Matty was a year older than me, and an ideal playmate. We liked all the same things, (we both got Poo-Chi Robot Dogs one Christmas, along with matching copies of the I Can Be an Animal Doctor) and were inseparable for years and years in my youth. Perhaps most importantly, Matty was creative, and he could inject imaginative play into just about any game we took upon ourselves to play. He was very good at video games (of course, my 8-year-old-self thought Matty was good at everything) and though I never felt the desire to reach out and take a controller or a mouse myself, I wanted to understand the motivations of the characters on the screen, and I grew enamored with the same heroes, sidekicks, villains (and yes, horses), that my cousin did.

Having no gaming systems in my own home, my fascination with game-watching came at the general confusion and consternation of my parents. They really only questioned my motives when I blew around the house like a hurricane (gotta go fast!) or when I ended up in their bed due to nightmares after watching Matty play Goosebumps: Escape from Horrorland. (That werewolf chase through a haunted, blue-pixeled forest plagued my dreams. After several forays into my parents bedroom I was forbidden from watching that game ever after.)

Watching these games was a way for me to connect and contribute socially with my favorite cousin, and more importantly, gave us a platform upon which to further our own imaginative play. The couch cushions became Bowser's Castle, we waved sticks around casting fanciful spells at Hogwarts, and we tried with every tool at our disposal to pry Chaos Emeralds out of the sidewalk in front of my house. To this day, that bit of quartz remains stubbornly in the ground. This type of play was imaginative, creative, and engaging. I remember it among my most treasured memories. More than anything else, it gave me a sense of belonging. I believe this idea, the idea of collective, social and inclusive play, is needed now more than ever. Graphics have gotten smarter and sleeker and more diverse—but unless it is also inclusive and mindful, then what have we gained?

My adoration of game watching continues today, to the bafflement of many (as well as myself). I love nothing more than watching YouTube Play-throughs of indie or popular games as if they full-length films. I’ve devoted hundreds of hours to this activity. As a writer, the character development through dialogue, action and reaction is something that intrigues me most perhaps because I am seeing real people react in real-time to actions and sequences playing out on screen. Though the Horrorland’s of the mid 90’s have long gone, my fascination with horror games has not stopped, though I myself have gotten a lot braver. I still relish the snarky badguy, (think Portal 2’s GLaDOS) and the environments so stocky and grainy in the past have given way to the stunning vistas of Skyrim. Nor, should we neglect to mention the beautiful scores that accompany them all. For me it is all a strange and guilty pleasure.

In this course, I hope I can learn more about what draws players to play, and what this means for learning. In an increasingly technological age, I know my curriculum will need to catch up to stay relevant. I want to engage with the theory, and expand my knowledge towards a more succinct learning opportunity.

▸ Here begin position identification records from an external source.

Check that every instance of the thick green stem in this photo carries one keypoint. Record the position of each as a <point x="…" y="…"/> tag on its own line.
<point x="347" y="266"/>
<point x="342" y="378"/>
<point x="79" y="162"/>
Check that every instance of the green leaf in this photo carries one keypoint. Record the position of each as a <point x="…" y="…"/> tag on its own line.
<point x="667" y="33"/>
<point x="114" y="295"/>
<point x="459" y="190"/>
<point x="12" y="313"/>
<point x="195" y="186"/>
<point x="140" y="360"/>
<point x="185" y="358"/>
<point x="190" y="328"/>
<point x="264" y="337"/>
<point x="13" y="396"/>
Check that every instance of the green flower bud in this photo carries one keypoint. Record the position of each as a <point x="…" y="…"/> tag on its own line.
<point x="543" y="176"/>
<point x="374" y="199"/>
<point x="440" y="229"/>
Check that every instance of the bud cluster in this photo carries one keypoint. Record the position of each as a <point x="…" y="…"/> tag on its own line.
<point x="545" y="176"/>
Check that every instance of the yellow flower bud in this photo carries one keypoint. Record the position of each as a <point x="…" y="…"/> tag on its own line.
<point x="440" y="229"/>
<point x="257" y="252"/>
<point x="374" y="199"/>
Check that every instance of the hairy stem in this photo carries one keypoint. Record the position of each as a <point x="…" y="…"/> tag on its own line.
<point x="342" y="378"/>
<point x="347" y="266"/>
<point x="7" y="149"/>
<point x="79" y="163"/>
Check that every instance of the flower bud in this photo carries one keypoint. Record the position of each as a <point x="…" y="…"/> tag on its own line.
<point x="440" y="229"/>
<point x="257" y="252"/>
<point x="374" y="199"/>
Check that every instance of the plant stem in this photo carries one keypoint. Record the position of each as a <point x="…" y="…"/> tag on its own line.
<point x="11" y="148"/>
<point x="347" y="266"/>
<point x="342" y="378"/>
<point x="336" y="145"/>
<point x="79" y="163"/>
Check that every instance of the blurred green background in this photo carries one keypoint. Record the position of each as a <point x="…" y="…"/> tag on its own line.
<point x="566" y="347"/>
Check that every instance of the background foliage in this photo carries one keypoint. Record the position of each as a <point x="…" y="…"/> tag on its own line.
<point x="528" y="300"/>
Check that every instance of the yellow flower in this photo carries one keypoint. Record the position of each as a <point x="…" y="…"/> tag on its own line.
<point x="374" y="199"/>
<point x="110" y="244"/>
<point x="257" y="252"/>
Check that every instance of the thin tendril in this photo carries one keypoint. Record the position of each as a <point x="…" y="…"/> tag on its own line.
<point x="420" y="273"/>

For my 8-year-old-self, playing meant taking art and imitating it, expanding upon it, and engaging socially with one of my favorite people. As I develop in this course, I hope I can learn to retain that sense of imagining and make my professional career working with kids a more playful endeavor. There are Links in this world, and there are Eponas. They are both equally important.

Matty and I, zooming around the galaxy.